US delegation travels to Turks and Caicos after five tourists detained over ammunition

US delegation travels to Turks and Caicos after five tourists detained over ammunition
A United States Congressional delegation meets with government officials in Turks and Caicos, May 20, 2024. (Turks and Caicos Islands, Governor’s Office/Facebook)

(NEW YORK) — A Congressional delegation traveled to Turks and Caicos over the fate of five U.S. tourists detained there for ammunition charges that carry a minimum 12-year sentence in prison if convicted.

The bipartisan delegation met with government leaders in Turks and Caicos on Monday, where they called for leniency for the Americans who they said inadvertently had ammunition in their luggage.

Oklahoma Sen. Markwayne Mullin, one of the members of the delegation, told ABC News’ Good Morning America that he left the meetings feeling like they “didn’t find a real path forward” and are considering next steps if they can’t reach a solution.

“I felt like they were doing their job, which is representing Turks and Caicos. We went there doing our job, representing the United States with real concerns,” he said. “I mean, you have currently five Americans being charged … and among them all they had less than 20 bullets.”

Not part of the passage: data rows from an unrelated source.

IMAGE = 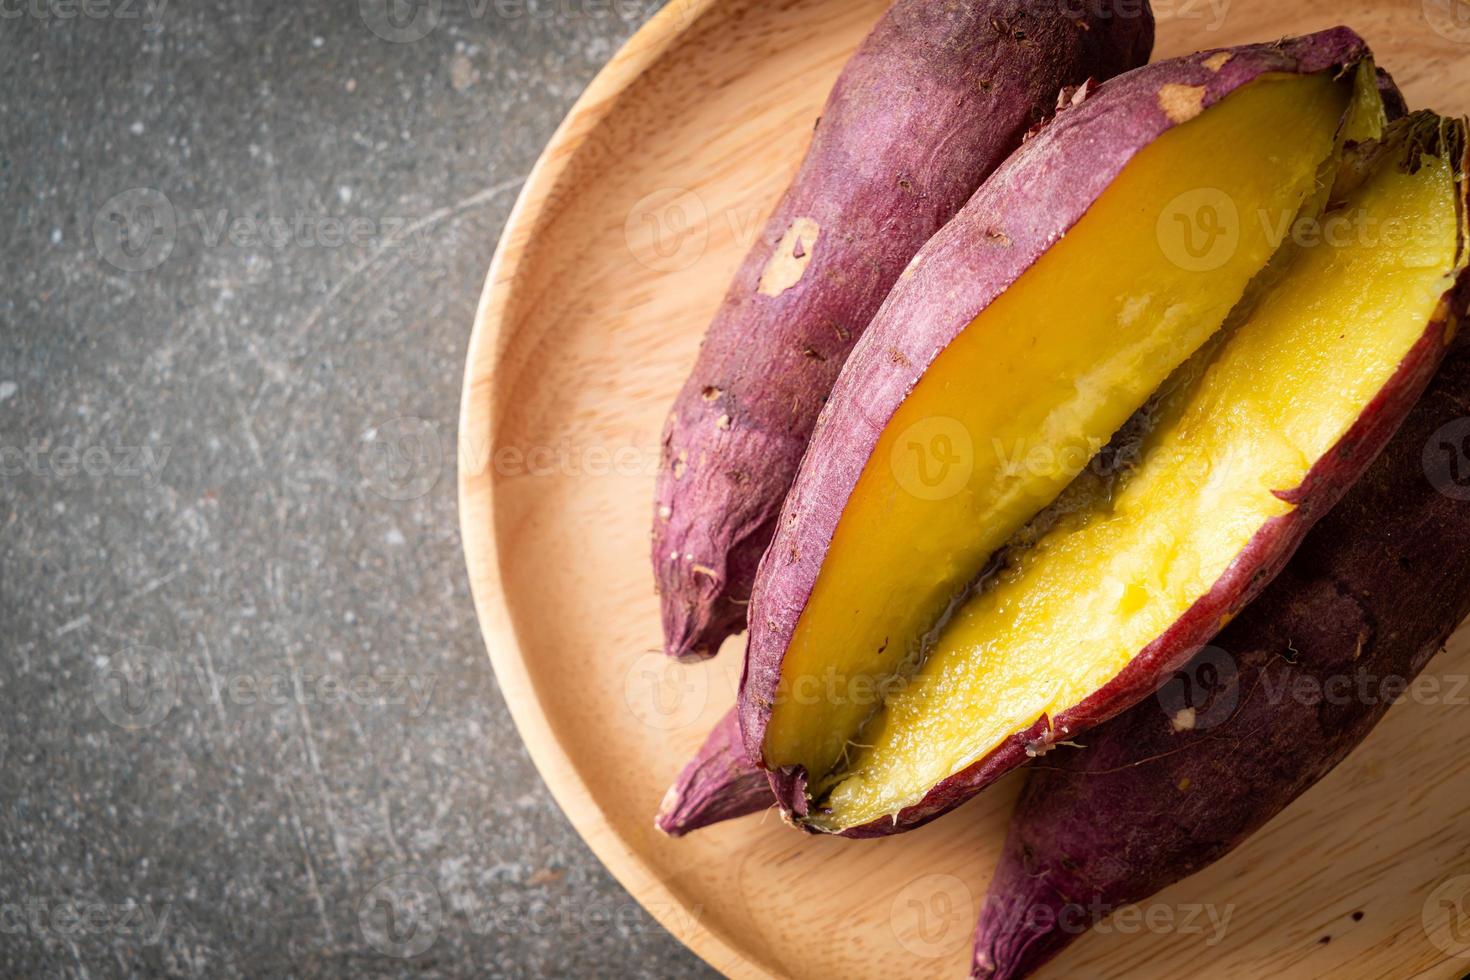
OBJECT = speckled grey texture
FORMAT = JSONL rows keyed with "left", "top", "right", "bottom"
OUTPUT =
{"left": 0, "top": 2, "right": 716, "bottom": 976}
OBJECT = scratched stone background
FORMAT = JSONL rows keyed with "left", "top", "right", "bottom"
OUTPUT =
{"left": 0, "top": 1, "right": 718, "bottom": 976}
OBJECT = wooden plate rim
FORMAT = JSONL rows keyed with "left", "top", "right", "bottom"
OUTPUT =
{"left": 456, "top": 2, "right": 763, "bottom": 977}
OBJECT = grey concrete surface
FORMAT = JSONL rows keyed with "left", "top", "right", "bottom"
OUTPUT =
{"left": 0, "top": 1, "right": 717, "bottom": 976}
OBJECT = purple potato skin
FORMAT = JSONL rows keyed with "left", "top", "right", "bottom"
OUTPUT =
{"left": 973, "top": 285, "right": 1470, "bottom": 979}
{"left": 652, "top": 0, "right": 1155, "bottom": 662}
{"left": 655, "top": 708, "right": 771, "bottom": 836}
{"left": 738, "top": 30, "right": 1447, "bottom": 837}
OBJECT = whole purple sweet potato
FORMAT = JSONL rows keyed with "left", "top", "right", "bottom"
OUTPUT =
{"left": 652, "top": 0, "right": 1154, "bottom": 661}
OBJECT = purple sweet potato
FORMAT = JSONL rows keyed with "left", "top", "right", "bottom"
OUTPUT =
{"left": 740, "top": 30, "right": 1415, "bottom": 837}
{"left": 652, "top": 0, "right": 1154, "bottom": 661}
{"left": 656, "top": 709, "right": 771, "bottom": 837}
{"left": 652, "top": 60, "right": 1421, "bottom": 844}
{"left": 972, "top": 121, "right": 1470, "bottom": 979}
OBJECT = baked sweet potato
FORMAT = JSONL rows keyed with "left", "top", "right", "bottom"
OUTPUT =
{"left": 654, "top": 67, "right": 1416, "bottom": 841}
{"left": 973, "top": 116, "right": 1470, "bottom": 980}
{"left": 740, "top": 32, "right": 1468, "bottom": 837}
{"left": 652, "top": 0, "right": 1155, "bottom": 661}
{"left": 654, "top": 66, "right": 1417, "bottom": 843}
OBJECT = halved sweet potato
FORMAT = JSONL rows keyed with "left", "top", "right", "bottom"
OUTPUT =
{"left": 740, "top": 32, "right": 1466, "bottom": 835}
{"left": 652, "top": 0, "right": 1155, "bottom": 661}
{"left": 815, "top": 117, "right": 1466, "bottom": 834}
{"left": 974, "top": 116, "right": 1470, "bottom": 980}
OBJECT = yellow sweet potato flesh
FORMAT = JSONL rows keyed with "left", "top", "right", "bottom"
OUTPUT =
{"left": 813, "top": 143, "right": 1463, "bottom": 832}
{"left": 764, "top": 74, "right": 1353, "bottom": 779}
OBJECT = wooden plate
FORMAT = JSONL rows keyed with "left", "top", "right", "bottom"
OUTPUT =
{"left": 459, "top": 2, "right": 1470, "bottom": 976}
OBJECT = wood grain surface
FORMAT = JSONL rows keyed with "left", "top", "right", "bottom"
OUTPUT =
{"left": 458, "top": 1, "right": 1470, "bottom": 976}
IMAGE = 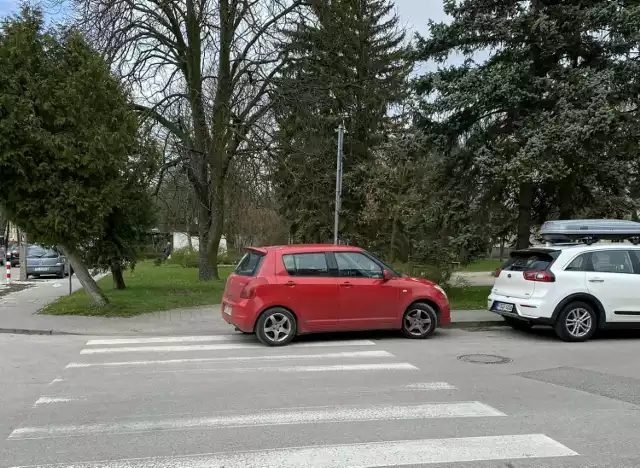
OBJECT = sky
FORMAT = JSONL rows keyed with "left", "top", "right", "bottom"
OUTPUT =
{"left": 0, "top": 0, "right": 448, "bottom": 35}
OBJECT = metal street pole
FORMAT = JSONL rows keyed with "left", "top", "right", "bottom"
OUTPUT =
{"left": 333, "top": 121, "right": 345, "bottom": 244}
{"left": 19, "top": 230, "right": 27, "bottom": 281}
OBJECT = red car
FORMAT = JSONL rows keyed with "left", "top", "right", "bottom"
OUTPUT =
{"left": 222, "top": 245, "right": 450, "bottom": 346}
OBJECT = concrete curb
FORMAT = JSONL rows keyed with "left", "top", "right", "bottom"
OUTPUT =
{"left": 0, "top": 327, "right": 81, "bottom": 336}
{"left": 448, "top": 321, "right": 508, "bottom": 329}
{"left": 0, "top": 320, "right": 509, "bottom": 336}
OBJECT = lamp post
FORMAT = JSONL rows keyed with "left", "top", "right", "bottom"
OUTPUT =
{"left": 333, "top": 121, "right": 346, "bottom": 244}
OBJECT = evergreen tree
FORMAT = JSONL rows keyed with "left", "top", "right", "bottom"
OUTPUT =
{"left": 417, "top": 0, "right": 640, "bottom": 248}
{"left": 273, "top": 0, "right": 413, "bottom": 243}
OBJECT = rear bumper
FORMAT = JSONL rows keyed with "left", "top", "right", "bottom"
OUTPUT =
{"left": 221, "top": 297, "right": 258, "bottom": 333}
{"left": 487, "top": 293, "right": 555, "bottom": 322}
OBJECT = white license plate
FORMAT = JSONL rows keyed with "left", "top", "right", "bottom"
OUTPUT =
{"left": 222, "top": 303, "right": 231, "bottom": 315}
{"left": 34, "top": 267, "right": 50, "bottom": 272}
{"left": 494, "top": 302, "right": 514, "bottom": 312}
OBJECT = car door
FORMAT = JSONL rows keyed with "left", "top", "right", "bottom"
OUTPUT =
{"left": 585, "top": 249, "right": 640, "bottom": 323}
{"left": 332, "top": 251, "right": 400, "bottom": 331}
{"left": 277, "top": 252, "right": 340, "bottom": 332}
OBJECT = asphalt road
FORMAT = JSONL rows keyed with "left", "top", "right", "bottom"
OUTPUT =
{"left": 2, "top": 327, "right": 640, "bottom": 467}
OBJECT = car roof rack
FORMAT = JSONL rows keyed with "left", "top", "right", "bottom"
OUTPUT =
{"left": 540, "top": 219, "right": 640, "bottom": 246}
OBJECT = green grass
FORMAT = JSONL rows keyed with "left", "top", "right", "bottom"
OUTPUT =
{"left": 42, "top": 262, "right": 234, "bottom": 317}
{"left": 446, "top": 285, "right": 492, "bottom": 310}
{"left": 460, "top": 259, "right": 504, "bottom": 272}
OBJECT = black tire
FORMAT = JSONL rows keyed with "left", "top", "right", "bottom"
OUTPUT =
{"left": 255, "top": 308, "right": 297, "bottom": 346}
{"left": 554, "top": 301, "right": 597, "bottom": 342}
{"left": 504, "top": 317, "right": 533, "bottom": 332}
{"left": 402, "top": 303, "right": 438, "bottom": 339}
{"left": 57, "top": 268, "right": 65, "bottom": 279}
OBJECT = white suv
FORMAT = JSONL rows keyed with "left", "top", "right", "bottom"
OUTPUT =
{"left": 488, "top": 243, "right": 640, "bottom": 342}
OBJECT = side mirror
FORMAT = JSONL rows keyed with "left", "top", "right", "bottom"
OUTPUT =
{"left": 382, "top": 270, "right": 392, "bottom": 281}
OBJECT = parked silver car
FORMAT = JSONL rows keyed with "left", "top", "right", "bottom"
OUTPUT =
{"left": 26, "top": 245, "right": 70, "bottom": 278}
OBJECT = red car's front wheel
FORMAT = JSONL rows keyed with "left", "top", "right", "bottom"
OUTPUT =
{"left": 402, "top": 303, "right": 437, "bottom": 339}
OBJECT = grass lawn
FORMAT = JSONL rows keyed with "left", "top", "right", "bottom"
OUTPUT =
{"left": 446, "top": 285, "right": 492, "bottom": 310}
{"left": 42, "top": 262, "right": 233, "bottom": 317}
{"left": 460, "top": 259, "right": 504, "bottom": 273}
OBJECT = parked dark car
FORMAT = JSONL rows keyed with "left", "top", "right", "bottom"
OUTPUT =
{"left": 5, "top": 243, "right": 19, "bottom": 267}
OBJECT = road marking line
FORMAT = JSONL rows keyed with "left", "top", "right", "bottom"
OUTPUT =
{"left": 34, "top": 397, "right": 76, "bottom": 406}
{"left": 405, "top": 382, "right": 457, "bottom": 390}
{"left": 8, "top": 401, "right": 504, "bottom": 439}
{"left": 48, "top": 378, "right": 64, "bottom": 385}
{"left": 67, "top": 350, "right": 394, "bottom": 368}
{"left": 7, "top": 434, "right": 577, "bottom": 466}
{"left": 80, "top": 340, "right": 377, "bottom": 354}
{"left": 86, "top": 336, "right": 240, "bottom": 346}
{"left": 136, "top": 363, "right": 419, "bottom": 375}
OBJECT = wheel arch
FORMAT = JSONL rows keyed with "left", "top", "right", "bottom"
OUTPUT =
{"left": 552, "top": 293, "right": 606, "bottom": 328}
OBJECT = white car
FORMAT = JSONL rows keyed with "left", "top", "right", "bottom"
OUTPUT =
{"left": 489, "top": 237, "right": 640, "bottom": 342}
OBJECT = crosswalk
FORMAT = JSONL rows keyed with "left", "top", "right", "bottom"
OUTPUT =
{"left": 5, "top": 333, "right": 579, "bottom": 467}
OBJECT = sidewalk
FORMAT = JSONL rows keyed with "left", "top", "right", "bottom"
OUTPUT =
{"left": 1, "top": 286, "right": 504, "bottom": 336}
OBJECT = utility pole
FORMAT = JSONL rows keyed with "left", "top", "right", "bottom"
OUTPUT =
{"left": 333, "top": 121, "right": 346, "bottom": 245}
{"left": 19, "top": 230, "right": 27, "bottom": 281}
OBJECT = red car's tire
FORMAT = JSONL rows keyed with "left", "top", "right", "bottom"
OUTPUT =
{"left": 256, "top": 308, "right": 297, "bottom": 347}
{"left": 402, "top": 303, "right": 438, "bottom": 339}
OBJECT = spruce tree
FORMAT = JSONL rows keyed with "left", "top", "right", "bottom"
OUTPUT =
{"left": 273, "top": 0, "right": 413, "bottom": 243}
{"left": 417, "top": 0, "right": 640, "bottom": 248}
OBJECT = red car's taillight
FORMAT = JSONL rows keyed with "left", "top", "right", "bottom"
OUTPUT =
{"left": 523, "top": 270, "right": 555, "bottom": 282}
{"left": 240, "top": 278, "right": 267, "bottom": 299}
{"left": 240, "top": 282, "right": 255, "bottom": 299}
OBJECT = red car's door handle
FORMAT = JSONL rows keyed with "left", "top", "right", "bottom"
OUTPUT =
{"left": 340, "top": 282, "right": 352, "bottom": 288}
{"left": 285, "top": 281, "right": 296, "bottom": 287}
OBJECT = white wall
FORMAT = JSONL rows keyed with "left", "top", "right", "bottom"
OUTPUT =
{"left": 172, "top": 233, "right": 227, "bottom": 252}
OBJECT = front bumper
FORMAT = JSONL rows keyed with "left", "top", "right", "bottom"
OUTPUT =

In addition to Mullin, the U.S. delegation included Sen. John Fetterman, D-Pa.; Rep. Guy Reschenthaler, R-Pa.; Rep. Bob Good, R-Va.; Rep. Josh Brecheen, R-Okla.; and Rep. Michael Cloud, R-Texas — who all have constituents who are among the detained Americans.

Fetterman said he left the meetings feeling “optimistic that we can get this resolved.”

“We had the opportunity to meet each of the detained Americans, who were in good spirits but want to go home,” Fetterman said in a statement. “These people did not set out to break the law. They are people who made a mistake and now face substantial time in prison because of it. As we articulated to TCI officials, I urge the court to be lenient when addressing this case.”

In the most recent case, Sharitta Shinise Grier, of Orlando, Florida, was visiting Turks and Caicos with her daughter for Mother’s Day when, during a routine search at the Howard Hamilton International Airport on May 13, officials claim to have found two rounds of ammunition in her bag, police said. She was charged with one count of possession of ammunition and released on $15,000 bail. She has been ordered to remain in the Caribbean territory until the completion of her case, police sources said.

Ryan Watson, of Oklahoma, was arrested on April 24 after hunting ammunition was allegedly found in his carry-on bag before flying home with his wife. He was released on $15,000 bond but remains on the islands as his court case continues. Watson told ABC News he didn’t know the ammunition was in the bag.

Tyler Scott Wenrich of Virginia was charged on April 23 when officials found illegal ammunition during a checkpoint on Turks and Caicos while he was traveling on a cruise, investigators said. His plea hearing is scheduled for Tuesday.

Bryan Hagerich, of Pennsylvania, is awaiting sentencing on the islands after pleading guilty to possession of 20 rounds of ammunition. Hagerich, who was arrested in February, told ABC News he forgot hunting ammunition was in his bag while he was traveling. His next hearing has been scheduled for Friday.

Michael Lee Evans, of Texas, also pleaded guilty to possession of seven 9mm rounds of ammunition in his luggage and is awaiting sentencing.

Mullin said one family has already spent more than $100,000 in attorney fees, while a father has had to borrow money to be able to stay on the island while his son’s case plays out and is “literally living off hot dogs and rice.”

“We have to find some type of a solution here,” Mullin said, adding that it is “unacceptable” that one American from Indiana has already served a six-month prison sentence on the ammunition charge.

Two years ago, the Turks and Caicos government tightened their gun laws and prohibited civilian firearms or ammunition. If convicted, offenders are sentenced to a minimum of 12 years in prison.

Mullin said they were pushing for Turks and Caicos officials to have more leniency when it comes to people mistakenly traveling with ammunition.

“We thought we could find some type of common ground to separate the two — ones with the intent and one with no criminal intent,” Mullin said. “We weren’t able to get to that conclusion. So their whole point was that, let the system work.”

Mullin said the next step might be warning American citizens about traveling and doing business in Turks and Caicos.

“I don’t think we’re to that point. But if we can’t come to a solution, that’s the next option for us,” he said.

Following the meeting with the Congressional delegation, the Turks and Caicos governor’s office said in a statement that the government has “clear laws prohibiting the possession of firearms and/or ammunition and strict penalties are in place to serve and protect all who reside and visit the Turks and Caicos Islands.”

The office said the government officials “appreciated that the circumstances for U.S. nationals who find themselves in this position can be difficult but were aware that U.S. officials are providing consular support to each of the individuals.”

“Where the court finds there are exceptional circumstances, the sentencing judge does have discretion, under the law, to impose a custodial sentence and a fine that are fair and just in the circumstances of each case,” the governor’s office added.